Any type of data can be modeled by assuming that it follows an underlying probability distribution. Specifically, if we observe a set of random variables $\mathbf{X}$, then $\mathbf{X} \sim p(\mathbf{X} | \boldsymbol{\theta})$, where $\boldsymbol{\theta}$ refers to the parameters. The parameters may themselves have their own hyperparameters, i.e. $\boldsymbol{\theta}\sim p(\boldsymbol{\theta} | \boldsymbol{\alpha})$.

Bayesian inference: Real world high-dimensional data (observations) is typically assumed to come from a low-dimensional latent distribution on some random variables $\mathbf{z}$, which forms the well known manifold hypothesis. For example, a dataset containing images of apples and oranges may arise from a low-dimensional Bernoulli distribution. The joint distribution of observations and the latent variables are related as:

$$p(\mathbf{X}, \mathbf{z}) = p(\mathbf{X}|\mathbf{z}) \cdot p(\mathbf{z})$$

The goal of inference is to compute the distribution $p(\mathbf{z}|\mathbf{X})$, which can be obtained using the Bayes rule:

$$p(\mathbf{z}|\mathbf{X}) = \frac{p(\mathbf{X}|\mathbf{z}) \cdot p(\mathbf{z})}{p(\mathbf{X})} = \frac{p(\mathbf{X}|\mathbf{z}) \cdot p(\mathbf{z})}{\int p(\mathbf{X},\mathbf{z})d\mathbf{z}}$$

To accurately understand the posterior, we need to compute the integral in the denominator (evidence). Because of the nature of $\mathbf{z}$, this integration is not easy to compute. Traditionally, therefore we use Monte Carlo techniques to approximate the posterior.

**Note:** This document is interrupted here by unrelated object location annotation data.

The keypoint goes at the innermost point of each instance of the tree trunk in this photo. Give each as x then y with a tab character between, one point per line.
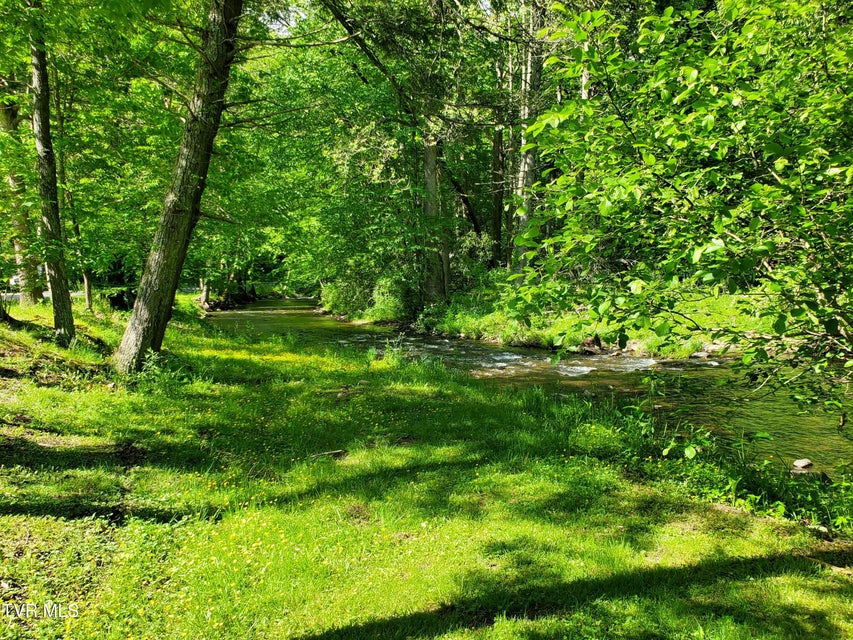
434	290
63	320
22	232
66	203
531	85
181	208
497	195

MCMC: To approximate the posterior $p(\mathbf{z}|\mathbf{X})$, MCMC techniques only use $p(\mathbf{X}|\mathbf{z}) \cdot p(\mathbf{z})$ and avoid computing the denominator.

Let’s assume that there are a bunch of $\mathbf{z}$ samples which “potentially” represent a particular target distribution. For example, if $\mathbf{z}$ was 1-dimensional and could only have values between $[0, 1]$ and we had 20 $\mathbf{z}$ samples, 10 of which are $\mathbf{z} = {0.75}$ and the rest of which are $\mathbf{z} = {0.25}$, then our $p(\mathbf{z} = {0.25}) = 0.25$, $p(\mathbf{z} = {0.75}) = 0.5$ and the rest of $p(\mathbf{z}) = 0$.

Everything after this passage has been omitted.